Foodservice News This Week

  • Foodservice employment rose by 29,900 In June according to the Bureau of Labor Statistics. This makes the foodservice industry responsible for 13.4 percent of the total jobs the U.S. economy added in June. Foodservice now employs 11,060,000 workers in the U.S.
  • Refranchising may not be all that great an idea according to a recent analysis that Technomic Inc. made of the financial data compiled in the company’s Top 500 Chain Restaurant Report. It seems that chains with only corporate owned stores had higher rates of growth in both overall sales and same-store sales than all franchise systems. Those chains whose systems have less than 50 percent franchised locations performed a little below all-corporate owned systems while those mostly-franchised systems did a little better than those companies that are 100 percent franchised. Technomic concluded “As a rule, the less you franchised, the more you made.”
  • J Alexander’s is developing a new concept called Redland Grill. The chain plans on converting about half of its existing restaurants to the new brand, which will feature similar menus and pricing.
  • Pizza continues to grow in popularity with c-stores driving much of the volume. The NPD Group reports that pizza servings in convenience stores rose 9.0 percent in the year ending May 2015.
  • McDonald’s is becoming more flexible on menu items. The world’s largest burger chain now allows menu items not available nationally to be sold on a regional or even local basis. Last year the chain allowed franchisees to decide if they wanted to sell the famous McRib sandwich. Now a pulled pork sandwich is being sold in Indiana, a bacon and white cheddar egg McMuffin is offered in Chicago, and cranberry orange muffins are sold in the Midwest. The theory seems to be that franchisees are better judges of what will sell in their home markets.
  • New York City is moving ahead with plans to require composting by certain large food companies including major hotel restaurants and arenas. The city eventually wants all restaurants to compost food waste.
  • Corporate Stirrings: KBP Foods, LLC, a large KFC Franchisee, has purchased 24 KFC units as part of the firm’s strategy of growing by acquisition. J. Alexander’s owner, Fidelity National Financial, plans on having the company return to being publically traded on the New York Stock Exchange “soon.”
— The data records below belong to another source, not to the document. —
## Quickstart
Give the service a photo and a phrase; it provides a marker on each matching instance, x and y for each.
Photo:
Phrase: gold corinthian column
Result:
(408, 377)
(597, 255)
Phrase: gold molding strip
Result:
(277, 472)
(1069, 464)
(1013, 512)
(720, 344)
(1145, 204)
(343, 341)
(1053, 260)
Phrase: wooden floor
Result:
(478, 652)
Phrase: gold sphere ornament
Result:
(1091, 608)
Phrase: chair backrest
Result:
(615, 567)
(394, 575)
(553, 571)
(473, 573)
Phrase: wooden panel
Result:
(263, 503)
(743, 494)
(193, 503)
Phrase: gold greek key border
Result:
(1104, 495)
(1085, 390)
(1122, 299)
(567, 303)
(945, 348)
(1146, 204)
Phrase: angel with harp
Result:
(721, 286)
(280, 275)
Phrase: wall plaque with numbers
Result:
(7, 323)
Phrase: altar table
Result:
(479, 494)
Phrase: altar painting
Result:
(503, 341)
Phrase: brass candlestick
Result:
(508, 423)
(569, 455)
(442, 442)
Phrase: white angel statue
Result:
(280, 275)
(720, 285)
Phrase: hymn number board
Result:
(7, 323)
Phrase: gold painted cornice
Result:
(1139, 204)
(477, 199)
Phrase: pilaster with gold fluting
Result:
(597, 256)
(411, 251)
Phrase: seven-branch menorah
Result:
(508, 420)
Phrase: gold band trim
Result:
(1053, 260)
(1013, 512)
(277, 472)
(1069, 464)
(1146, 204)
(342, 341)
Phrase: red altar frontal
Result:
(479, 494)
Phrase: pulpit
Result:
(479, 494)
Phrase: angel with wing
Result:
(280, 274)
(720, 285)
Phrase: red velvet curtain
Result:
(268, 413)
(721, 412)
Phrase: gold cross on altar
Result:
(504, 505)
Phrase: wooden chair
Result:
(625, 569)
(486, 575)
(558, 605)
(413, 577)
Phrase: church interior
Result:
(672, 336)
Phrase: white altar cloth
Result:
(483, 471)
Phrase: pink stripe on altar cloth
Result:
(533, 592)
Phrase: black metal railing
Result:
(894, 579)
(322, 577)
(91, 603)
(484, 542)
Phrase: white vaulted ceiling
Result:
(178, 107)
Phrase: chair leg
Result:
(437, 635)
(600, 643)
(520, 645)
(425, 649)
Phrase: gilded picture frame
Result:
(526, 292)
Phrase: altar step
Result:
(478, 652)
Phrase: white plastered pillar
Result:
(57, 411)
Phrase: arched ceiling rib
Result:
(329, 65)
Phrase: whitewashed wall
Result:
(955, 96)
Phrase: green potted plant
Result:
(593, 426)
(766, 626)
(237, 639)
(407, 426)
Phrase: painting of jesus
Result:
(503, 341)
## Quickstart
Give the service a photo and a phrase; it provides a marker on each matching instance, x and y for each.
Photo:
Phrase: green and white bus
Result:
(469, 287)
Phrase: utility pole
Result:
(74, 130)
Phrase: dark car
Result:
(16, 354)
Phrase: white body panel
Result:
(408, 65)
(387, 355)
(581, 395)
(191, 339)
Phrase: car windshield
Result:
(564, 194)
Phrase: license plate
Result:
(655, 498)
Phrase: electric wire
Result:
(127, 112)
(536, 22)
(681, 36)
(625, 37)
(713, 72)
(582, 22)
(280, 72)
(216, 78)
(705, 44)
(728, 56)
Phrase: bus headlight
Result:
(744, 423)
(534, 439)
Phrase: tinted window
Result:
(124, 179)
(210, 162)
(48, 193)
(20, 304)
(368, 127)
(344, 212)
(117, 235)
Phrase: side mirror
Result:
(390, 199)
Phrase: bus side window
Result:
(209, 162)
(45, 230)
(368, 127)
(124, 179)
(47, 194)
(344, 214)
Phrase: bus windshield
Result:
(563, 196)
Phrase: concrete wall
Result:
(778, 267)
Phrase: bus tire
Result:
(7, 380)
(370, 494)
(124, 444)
  • Growth Chains: Menchie’s Frozen Yogurt opened its 500th store and plans on having 600 locations by the end of this year. Green Turtle Development has signed an agreement for 10 restaurants in the Philadelphia area. Magnolia Bakeries has signed franchisees in Honolulu, Korea, Moscow, and Saudi Arabia. Johnny Rockets plans on opening 100 restaurants in the U.S. by the end of 2017. McDonald’s will open 4 do-it-yourself burger concept stores in China.